The Center for Data Innovation spoke with Dr. Marko A. Rodriguez, a partner at graph computing startup Aurelius. Uniquely suited to storing and processing data from social networks, human brain research and other disparate fields, graph databases and graph analytics have enjoyed a swift increase in popularity over the last several years. Dr. Rodriguez spoke about his technologies’ capabilities and why he thinks they will one day lead to big breakthroughs in neuroscience and artificial intelligence.
Travis Korte: Can you first give a brief overview (for an educated non-engineer) of the Aurelius Graph Cluster.
Marko Rodriguez: The Aurelius Graph Cluster is a cluster of interoperable graph computing technologies that works over a multi-machine compute cluster. Titan is a distributed graph database that has been demonstrated to handle graphs on the order of 100 billion edges and transactions at the rate of 10,000 a second. Faunus is a graph analytics system that leverages Hadoop to do global graph traversals as well as bulk loading/mutating of the graph data contained within Titan. These two technologies currently form the online transaction processing (OLTP) and online analytics processing (OLAP) aspects of the Aurelius Graph Cluster.
TK: What are some use cases for which graph analysis is particularly well suited?
MR: Anytime a data set can be represented as discrete “things” (vertices) that can be associated with one another by various types of relationships (edges), then a graph database becomes a useful medium for storing that data. Once the data has been stored, the next requirement is querying that data. Typically, queries are represented as traversals whereby a traverser moves from vertex to vertex over the edges that connect them. Graph databases excel in expressing and executing traversals that are recursive (e.g. walking trees) and deep (e.g. long paths across the graph are explored). At the more laymen level, graph databases are well positioned to handle network- and hierarchical-data.
TK: I’ve heard the narrative in the past that graph databases are hard to scale. How do you manage to keep Titan moving quickly with large data volumes?
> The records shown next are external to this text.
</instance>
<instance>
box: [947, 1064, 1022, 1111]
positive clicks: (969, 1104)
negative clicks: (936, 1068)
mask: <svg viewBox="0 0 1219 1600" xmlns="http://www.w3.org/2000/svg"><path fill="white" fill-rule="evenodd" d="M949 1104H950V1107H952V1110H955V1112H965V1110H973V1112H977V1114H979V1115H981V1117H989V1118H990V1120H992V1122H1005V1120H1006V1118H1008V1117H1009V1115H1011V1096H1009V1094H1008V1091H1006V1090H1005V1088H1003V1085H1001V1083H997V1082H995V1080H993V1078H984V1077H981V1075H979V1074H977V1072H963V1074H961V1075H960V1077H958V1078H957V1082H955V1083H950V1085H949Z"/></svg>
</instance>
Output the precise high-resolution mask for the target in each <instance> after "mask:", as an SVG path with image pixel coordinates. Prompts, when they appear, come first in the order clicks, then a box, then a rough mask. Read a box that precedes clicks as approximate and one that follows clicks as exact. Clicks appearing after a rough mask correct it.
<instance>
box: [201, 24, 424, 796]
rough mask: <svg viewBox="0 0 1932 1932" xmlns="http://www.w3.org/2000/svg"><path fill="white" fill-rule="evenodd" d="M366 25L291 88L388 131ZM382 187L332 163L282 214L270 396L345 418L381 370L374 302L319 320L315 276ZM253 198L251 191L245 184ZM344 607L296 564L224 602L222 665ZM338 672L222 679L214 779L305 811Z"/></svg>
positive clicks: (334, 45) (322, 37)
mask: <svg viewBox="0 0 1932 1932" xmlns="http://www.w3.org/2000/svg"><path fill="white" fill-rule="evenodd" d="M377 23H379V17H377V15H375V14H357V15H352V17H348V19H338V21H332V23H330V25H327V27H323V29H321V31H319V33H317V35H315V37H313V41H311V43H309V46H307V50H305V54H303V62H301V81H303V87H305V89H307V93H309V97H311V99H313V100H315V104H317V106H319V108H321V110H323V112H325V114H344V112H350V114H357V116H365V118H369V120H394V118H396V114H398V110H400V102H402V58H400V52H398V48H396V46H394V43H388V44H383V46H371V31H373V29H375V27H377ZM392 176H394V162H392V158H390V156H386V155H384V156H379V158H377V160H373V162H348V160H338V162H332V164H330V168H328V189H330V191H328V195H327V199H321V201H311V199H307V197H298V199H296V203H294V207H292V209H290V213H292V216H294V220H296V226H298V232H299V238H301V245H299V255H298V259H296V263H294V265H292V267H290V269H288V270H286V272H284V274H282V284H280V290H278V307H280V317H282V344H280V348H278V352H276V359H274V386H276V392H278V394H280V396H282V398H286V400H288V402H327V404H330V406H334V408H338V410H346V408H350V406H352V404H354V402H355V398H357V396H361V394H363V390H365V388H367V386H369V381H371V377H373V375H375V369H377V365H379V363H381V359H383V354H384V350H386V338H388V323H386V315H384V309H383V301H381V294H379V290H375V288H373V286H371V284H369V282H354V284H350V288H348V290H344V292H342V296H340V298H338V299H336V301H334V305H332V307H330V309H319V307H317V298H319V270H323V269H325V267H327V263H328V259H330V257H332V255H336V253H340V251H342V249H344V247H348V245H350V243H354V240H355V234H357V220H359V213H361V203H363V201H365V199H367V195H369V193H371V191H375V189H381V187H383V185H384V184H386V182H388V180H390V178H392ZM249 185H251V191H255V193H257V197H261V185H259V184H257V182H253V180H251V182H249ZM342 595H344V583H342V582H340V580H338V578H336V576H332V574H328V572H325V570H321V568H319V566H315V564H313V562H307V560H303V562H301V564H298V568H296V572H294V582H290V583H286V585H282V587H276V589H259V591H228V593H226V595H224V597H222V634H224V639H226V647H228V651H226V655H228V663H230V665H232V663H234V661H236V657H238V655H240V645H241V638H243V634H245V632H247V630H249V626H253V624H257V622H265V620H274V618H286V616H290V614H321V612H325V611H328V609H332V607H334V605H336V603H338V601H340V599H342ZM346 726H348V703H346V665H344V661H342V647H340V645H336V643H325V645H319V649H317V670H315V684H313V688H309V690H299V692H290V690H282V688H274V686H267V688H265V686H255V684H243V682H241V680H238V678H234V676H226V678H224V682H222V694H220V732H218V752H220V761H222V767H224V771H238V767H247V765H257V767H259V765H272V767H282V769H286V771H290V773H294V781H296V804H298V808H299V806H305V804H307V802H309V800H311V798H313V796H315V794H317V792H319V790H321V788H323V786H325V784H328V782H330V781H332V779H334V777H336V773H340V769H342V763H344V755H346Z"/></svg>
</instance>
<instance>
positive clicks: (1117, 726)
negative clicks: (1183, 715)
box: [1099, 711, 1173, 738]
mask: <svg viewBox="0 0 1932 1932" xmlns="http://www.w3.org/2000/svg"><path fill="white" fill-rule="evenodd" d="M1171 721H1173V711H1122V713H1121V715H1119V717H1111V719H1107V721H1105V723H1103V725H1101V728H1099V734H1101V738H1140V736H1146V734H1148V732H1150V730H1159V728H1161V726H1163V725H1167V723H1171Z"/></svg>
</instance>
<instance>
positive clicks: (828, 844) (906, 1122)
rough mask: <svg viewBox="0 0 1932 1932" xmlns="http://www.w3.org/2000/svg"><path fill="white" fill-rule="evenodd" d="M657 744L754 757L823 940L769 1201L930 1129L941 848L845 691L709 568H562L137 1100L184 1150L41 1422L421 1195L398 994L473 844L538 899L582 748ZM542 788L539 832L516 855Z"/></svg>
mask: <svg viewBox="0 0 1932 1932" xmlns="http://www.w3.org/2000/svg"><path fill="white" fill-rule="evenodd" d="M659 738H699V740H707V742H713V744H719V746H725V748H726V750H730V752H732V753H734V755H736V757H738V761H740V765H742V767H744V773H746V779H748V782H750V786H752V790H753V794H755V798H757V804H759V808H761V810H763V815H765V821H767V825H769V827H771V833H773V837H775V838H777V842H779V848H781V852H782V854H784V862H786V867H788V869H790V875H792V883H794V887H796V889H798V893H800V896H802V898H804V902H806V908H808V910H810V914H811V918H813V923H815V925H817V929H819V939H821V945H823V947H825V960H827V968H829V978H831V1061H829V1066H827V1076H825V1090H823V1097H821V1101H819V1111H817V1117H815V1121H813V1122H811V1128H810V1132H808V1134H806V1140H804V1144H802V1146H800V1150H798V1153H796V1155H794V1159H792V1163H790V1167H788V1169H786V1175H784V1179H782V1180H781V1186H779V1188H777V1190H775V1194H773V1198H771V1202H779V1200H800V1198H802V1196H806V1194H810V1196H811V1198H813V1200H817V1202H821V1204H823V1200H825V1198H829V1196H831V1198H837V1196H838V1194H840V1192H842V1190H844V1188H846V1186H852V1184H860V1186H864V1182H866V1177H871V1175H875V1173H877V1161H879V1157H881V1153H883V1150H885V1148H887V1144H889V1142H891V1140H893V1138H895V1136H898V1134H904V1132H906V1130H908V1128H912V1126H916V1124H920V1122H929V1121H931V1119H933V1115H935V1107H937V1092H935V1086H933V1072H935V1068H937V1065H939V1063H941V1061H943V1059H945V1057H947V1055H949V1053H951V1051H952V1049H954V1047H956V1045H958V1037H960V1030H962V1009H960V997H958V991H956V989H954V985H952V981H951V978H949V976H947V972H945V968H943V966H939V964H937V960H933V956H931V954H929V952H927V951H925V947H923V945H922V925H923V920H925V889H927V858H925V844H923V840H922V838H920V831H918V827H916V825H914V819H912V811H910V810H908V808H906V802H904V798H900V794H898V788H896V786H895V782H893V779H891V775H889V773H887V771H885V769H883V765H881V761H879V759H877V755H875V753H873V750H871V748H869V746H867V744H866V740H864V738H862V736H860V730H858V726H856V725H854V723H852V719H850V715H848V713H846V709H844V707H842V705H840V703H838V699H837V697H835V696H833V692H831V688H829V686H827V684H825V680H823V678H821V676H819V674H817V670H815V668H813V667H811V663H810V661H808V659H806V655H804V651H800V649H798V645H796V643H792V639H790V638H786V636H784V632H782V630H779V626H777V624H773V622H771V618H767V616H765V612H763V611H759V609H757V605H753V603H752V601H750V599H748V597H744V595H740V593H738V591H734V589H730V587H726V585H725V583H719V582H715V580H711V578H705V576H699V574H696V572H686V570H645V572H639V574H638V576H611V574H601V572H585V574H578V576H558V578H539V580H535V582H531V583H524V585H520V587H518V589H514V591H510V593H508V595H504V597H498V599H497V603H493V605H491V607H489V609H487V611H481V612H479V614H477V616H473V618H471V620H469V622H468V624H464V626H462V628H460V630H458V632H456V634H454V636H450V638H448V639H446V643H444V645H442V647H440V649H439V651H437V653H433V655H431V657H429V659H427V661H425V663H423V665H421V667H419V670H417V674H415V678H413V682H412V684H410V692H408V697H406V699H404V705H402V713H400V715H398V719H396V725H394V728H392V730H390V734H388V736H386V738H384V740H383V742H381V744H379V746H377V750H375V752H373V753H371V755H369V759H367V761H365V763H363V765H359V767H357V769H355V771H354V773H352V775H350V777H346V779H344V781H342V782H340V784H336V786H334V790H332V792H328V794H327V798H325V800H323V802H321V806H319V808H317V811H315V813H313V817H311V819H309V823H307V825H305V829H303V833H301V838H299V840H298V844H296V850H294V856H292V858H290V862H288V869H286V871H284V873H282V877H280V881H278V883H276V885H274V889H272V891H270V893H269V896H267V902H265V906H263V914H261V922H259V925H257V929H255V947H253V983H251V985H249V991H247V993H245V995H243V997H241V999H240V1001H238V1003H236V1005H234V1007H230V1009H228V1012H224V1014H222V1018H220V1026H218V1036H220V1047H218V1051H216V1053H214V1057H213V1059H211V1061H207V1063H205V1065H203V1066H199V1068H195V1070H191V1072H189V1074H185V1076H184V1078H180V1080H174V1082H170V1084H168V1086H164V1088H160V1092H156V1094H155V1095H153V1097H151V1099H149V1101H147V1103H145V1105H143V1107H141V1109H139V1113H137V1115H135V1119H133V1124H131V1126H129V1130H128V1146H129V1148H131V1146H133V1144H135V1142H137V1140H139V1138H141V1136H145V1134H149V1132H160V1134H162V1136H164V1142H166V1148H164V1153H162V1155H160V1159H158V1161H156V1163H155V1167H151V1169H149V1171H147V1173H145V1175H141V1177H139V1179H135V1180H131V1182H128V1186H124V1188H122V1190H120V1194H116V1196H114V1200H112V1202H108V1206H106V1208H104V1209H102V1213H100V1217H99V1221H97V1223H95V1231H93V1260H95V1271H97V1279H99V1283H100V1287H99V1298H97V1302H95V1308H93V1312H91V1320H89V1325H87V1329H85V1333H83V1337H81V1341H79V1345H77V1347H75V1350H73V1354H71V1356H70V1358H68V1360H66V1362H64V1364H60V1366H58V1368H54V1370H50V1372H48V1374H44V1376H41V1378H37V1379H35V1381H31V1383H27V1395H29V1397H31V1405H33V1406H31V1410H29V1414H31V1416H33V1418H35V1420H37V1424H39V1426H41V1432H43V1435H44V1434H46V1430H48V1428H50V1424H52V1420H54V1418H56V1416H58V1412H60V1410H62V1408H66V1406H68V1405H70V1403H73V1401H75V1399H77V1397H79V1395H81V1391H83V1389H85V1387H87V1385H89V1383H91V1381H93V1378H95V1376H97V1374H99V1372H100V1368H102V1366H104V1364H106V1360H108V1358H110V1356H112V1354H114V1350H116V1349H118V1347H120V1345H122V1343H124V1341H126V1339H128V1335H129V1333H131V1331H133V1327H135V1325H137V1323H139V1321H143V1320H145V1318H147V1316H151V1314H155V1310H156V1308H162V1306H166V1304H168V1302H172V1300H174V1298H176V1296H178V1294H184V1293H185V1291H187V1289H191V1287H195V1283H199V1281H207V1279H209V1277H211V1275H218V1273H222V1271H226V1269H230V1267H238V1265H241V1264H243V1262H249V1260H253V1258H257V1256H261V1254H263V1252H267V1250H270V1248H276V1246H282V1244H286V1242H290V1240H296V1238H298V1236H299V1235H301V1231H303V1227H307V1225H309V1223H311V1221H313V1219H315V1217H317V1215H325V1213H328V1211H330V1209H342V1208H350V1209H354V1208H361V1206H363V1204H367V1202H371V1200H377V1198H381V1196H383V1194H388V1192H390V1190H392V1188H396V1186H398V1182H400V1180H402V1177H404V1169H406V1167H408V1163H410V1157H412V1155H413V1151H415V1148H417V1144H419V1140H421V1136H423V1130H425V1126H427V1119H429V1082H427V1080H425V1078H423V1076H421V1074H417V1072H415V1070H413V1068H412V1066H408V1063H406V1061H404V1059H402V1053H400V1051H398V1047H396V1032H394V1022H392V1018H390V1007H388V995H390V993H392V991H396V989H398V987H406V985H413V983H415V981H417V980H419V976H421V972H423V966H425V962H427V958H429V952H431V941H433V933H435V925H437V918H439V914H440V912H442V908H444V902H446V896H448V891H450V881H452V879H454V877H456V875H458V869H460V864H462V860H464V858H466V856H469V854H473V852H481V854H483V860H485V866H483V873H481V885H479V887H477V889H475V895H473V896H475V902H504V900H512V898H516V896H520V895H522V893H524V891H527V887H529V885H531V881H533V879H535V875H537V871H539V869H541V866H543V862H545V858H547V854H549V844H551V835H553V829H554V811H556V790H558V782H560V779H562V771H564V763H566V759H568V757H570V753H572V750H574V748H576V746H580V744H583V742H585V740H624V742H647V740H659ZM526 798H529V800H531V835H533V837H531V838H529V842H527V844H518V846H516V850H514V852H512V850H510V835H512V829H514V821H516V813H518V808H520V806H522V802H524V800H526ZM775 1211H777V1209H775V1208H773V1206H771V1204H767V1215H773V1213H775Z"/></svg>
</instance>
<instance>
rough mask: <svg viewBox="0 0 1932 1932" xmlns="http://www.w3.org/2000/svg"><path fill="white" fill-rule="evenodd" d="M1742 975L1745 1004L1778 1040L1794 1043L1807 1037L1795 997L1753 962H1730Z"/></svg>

MR: The narrative of “graph databases are hard to scale” is effused by vendors that have completely designed their graph database for single-machine, in-memory usage. When the architecture is pigeonholed for single machine usage, its hard to move to multi-machine. If you design the architecture from the start to be distributed, then a graph database can be distributed and done effectively given an intelligent design. Titan leverages [NoSQL database] Cassandra (or HBase) to store its serialized graph on the disks of a multi-machine compute cluster. The BigTable data model of Cassandra/HBase is actually an excellent medium for representing graphs as it forms an adjacency list, where each row is a vertex and the incident edges of the vertex are the columns. In a BigTable system, a row can have an arbitrary number of columns (as a vertex can have an arbitrary number of incident edges). With this disk layout, a vertex’s incident edges are colocated with the vertex (reducing disk seek times). Moreover, with column predicates, edges can be sorted and thus, faster disk-access times can be realized (reducing latency due to less data being fetched). Titan leverages off-heap caching to ensure consistent Java Virtual Machine (JVM) garbage collection behavior and in turn, this allows for a high transactional throughput. In the end, Titan is designed from the ground up to support massive-scale graphs being heavily traversed by numerous concurrent threads of execution.
TK: The basic idea of graph databases has been around for a while. Why don’t you think they’ve caught on to a greater degree. What’s different now?
MR: The concept of graphs/networks has been around for centuries in academia. Only now are people starting to realize that many data sets can be naturally stored as a graph and problems can be naturally solved using graph traversals. With the rise of social media sites such as Facebook, Twitter, LinkedIn, etc., the popular zeitgeist realizes that “the world” is best represented as a graph. This is contrary to the common thought of the early days of databases when the world was seen in terms of tables (spreadsheets, ledgers, etc.). While the graph perspective continues to grow, a graph database will be a tool of choice — but like all things tested against time, world views are fleeting.
TK: What do you think the future holds for graph database technology?
MR: Into the future, I believe that as neuroscience sufficiently advances to be able to explain, computationally, the means by which data is stored and processed in the human brain, neural-inspired data structures and algorithms will be applied to problems using a graph database. Massive graphs stored in compute clusters executing neural algorithms will provide us novel, artificially-intelligent technologies — automated categorization/classification, associative memory, and input/output “behavioral” pathways. The entailment will be the realization of correlations across space and time that currently take centuries of human-based scientific investigation to grasp.